Politique

Le vrai faux départ de la campagne des élections régionales

Le vrai faux départ de la campagne des élections régionales
(c) BFM TV/Capture d'écran

ZAPPING - Lundi, la campagne officielle pour les élections régionales vient de commencer. Mais 10 jours après les attentats de Paris et à deux semaines du premier tour, personne n’a le même avis sur cette campagne.

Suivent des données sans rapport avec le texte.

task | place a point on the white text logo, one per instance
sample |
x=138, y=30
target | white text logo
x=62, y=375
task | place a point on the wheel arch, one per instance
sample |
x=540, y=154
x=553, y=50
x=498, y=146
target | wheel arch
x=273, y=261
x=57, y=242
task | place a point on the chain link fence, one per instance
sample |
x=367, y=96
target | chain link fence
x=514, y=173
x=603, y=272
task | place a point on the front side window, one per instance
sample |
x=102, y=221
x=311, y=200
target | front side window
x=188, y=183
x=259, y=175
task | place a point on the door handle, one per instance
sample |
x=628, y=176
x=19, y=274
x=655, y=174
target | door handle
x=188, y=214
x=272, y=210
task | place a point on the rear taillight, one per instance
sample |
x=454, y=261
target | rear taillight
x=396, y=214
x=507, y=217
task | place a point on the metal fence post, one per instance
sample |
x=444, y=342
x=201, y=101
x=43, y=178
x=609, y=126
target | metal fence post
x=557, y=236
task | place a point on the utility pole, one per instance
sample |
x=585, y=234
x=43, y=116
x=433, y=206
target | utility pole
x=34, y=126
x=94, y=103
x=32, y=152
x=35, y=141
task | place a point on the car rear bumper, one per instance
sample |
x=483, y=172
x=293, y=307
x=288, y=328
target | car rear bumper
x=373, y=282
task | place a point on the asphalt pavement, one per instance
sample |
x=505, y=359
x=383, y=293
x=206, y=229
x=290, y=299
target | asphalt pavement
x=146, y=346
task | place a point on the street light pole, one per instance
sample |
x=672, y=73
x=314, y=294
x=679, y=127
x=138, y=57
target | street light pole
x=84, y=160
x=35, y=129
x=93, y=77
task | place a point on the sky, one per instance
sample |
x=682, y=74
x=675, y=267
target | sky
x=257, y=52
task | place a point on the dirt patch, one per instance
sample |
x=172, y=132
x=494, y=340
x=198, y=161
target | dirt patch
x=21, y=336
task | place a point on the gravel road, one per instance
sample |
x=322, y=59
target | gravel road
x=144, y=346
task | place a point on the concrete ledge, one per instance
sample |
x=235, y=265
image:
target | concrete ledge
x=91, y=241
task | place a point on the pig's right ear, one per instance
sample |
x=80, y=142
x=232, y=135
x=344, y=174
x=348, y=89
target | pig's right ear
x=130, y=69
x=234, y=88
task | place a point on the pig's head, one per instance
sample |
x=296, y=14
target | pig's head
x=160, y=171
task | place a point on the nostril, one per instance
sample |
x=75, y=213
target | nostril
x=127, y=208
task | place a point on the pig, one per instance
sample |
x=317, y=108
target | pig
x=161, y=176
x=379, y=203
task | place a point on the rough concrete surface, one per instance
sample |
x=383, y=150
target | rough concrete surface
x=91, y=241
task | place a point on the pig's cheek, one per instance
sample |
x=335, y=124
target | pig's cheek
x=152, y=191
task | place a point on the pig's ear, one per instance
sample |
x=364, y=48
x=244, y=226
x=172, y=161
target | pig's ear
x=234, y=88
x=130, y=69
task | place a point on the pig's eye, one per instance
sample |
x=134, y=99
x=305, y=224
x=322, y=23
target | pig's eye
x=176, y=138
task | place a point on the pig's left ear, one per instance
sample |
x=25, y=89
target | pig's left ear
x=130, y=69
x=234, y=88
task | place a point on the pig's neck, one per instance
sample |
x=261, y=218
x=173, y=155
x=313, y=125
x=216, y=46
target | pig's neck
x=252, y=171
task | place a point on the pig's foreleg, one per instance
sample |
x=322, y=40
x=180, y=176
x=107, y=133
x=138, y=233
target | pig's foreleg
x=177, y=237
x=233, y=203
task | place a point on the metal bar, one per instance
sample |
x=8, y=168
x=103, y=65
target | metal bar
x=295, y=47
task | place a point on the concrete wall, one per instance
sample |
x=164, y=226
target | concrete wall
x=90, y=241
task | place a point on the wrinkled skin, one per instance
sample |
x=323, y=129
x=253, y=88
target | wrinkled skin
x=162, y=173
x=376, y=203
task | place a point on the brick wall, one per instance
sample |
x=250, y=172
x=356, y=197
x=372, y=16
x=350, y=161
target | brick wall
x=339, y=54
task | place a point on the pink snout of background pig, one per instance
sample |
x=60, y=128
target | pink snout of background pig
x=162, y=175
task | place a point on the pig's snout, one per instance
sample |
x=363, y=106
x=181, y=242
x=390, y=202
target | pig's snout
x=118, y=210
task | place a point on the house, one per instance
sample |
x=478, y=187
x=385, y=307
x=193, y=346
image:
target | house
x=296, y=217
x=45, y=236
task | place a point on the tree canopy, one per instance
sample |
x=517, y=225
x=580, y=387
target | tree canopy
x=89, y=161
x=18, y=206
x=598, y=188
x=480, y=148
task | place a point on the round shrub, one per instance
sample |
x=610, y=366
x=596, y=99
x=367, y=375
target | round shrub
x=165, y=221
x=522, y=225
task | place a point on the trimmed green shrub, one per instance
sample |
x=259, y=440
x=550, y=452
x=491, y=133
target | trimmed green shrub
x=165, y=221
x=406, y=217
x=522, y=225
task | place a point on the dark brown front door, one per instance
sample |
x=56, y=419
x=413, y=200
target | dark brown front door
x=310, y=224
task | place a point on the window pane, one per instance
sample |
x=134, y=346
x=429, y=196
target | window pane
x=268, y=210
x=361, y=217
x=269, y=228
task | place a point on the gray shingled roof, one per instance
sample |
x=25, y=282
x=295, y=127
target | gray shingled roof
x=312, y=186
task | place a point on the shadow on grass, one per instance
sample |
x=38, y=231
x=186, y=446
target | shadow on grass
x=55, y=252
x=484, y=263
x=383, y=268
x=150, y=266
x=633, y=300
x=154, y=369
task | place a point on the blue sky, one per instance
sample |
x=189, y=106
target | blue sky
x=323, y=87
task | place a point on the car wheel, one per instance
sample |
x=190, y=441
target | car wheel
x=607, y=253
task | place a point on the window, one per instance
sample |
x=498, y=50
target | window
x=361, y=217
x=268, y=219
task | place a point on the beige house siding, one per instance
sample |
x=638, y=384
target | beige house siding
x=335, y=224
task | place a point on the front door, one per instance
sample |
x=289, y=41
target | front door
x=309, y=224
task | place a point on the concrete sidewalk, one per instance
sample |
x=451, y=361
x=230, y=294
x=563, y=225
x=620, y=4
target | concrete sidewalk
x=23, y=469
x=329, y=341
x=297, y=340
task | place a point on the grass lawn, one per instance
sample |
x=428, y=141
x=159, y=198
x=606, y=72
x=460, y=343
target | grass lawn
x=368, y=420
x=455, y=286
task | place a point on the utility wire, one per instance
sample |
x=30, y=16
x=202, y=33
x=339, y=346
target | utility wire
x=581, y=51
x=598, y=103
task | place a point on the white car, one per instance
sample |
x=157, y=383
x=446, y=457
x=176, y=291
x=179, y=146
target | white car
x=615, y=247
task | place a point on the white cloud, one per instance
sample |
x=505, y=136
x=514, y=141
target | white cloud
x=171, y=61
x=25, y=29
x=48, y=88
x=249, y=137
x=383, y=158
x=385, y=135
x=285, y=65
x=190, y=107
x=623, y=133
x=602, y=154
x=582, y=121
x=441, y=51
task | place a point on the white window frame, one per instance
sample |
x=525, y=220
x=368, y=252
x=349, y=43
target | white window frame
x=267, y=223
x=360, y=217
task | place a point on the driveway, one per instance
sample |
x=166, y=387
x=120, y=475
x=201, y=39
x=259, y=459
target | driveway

Reportée en raison des attentats qui ont frappé Paris le vendredi 13 novembre, la campagne officielle pour les élections régionales vient de débuter et personne ne voit les choses du même œil. Entre ceux qui n’attendent que ça et ceux qui ne veulent même pas faire campagne, privilégiant l’union nationale, un monde sépare les partis. "Je pense qu'il faut les maintenir, il faut continuer de vivre. Moi, j'incite tous les Français à aller voter, c'est un moment important et crucial de notre histoire politique, parce que nous avons basculé dans une nouvelle ère" expliquait Rachida Dati au micro de Jean-Jacques Bourdin, sur BFMTV. Valérie Pécresse, interviewée sur Europe 1, elle, en faisant référence au Général de Gaulle exige un nouveau projet : "La vie doit continuer et l’espérance doit renaitre. Je me suis engagé en politique car un jour, un général, qui s’appelait le général de Gaulle, est parti et il a dit - "La France est en guerre, elle va gagner la guerre et je porterai un projet d’espérance. L’espérance française ne s’éteindra jamais".- Aujourd’hui nous avons une élection. C’est un moyen de dire par son vote que nous voulons un autre projet pour la France". Quant à Nicolas Dupont-Aignan, présent sur Public Sénat, "le temps du deuil est passé » et il faut s’attaquer aux régionales très rapidement : Je crois que le temps du deuil est passé. Il est clair que maintenant il doit y avoir le temps du bilan, des responsabilités et des projets. C’est évident qu’il y aura une affluence et d’ailleurs, c’est normal. Les élections servent à quoi ? A sanctionner ceux qui ont échoué".

"Faire campagne comme si de rien n’était me paraissait insupportable"

Chez la Gauche, on ne se voit pas vraiment faire campagne comme si de rien n’était. C’est notamment Claude Bartolone qui a déclaré cela : "Chacun fait comme il le ressent mais je dois vous dire que, face aux souffrances, à un moment où nous allons commencer à enterrer ces victimes,  faire campagne comme si de rien n’était me paraissait insupportable". Interrogé par Guillaume Durand sur LCI, Jean-Christophe Cambadélis a, quant à lui, déclaré que "Les français ne sont pas dans la campagne des élections régionales". Et quand le journaliste lui a demandé si cela voulait dire que la Gauche avançait "dans le brouillard jusqu’au 6 décembre", le premier secrétaire du Parti socialiste a répondu : "Oui, si on veut. D’abord, on ne fera pas campagne avant l’hommage national parce que je crois que ça ne correspond pas à ce que veulent les français". Dans les studios de RTL, Julien Dray a même déclaré : "Nous avons pris la décision de ne pas faire campagne donc je ne vais pas le faire ce matin".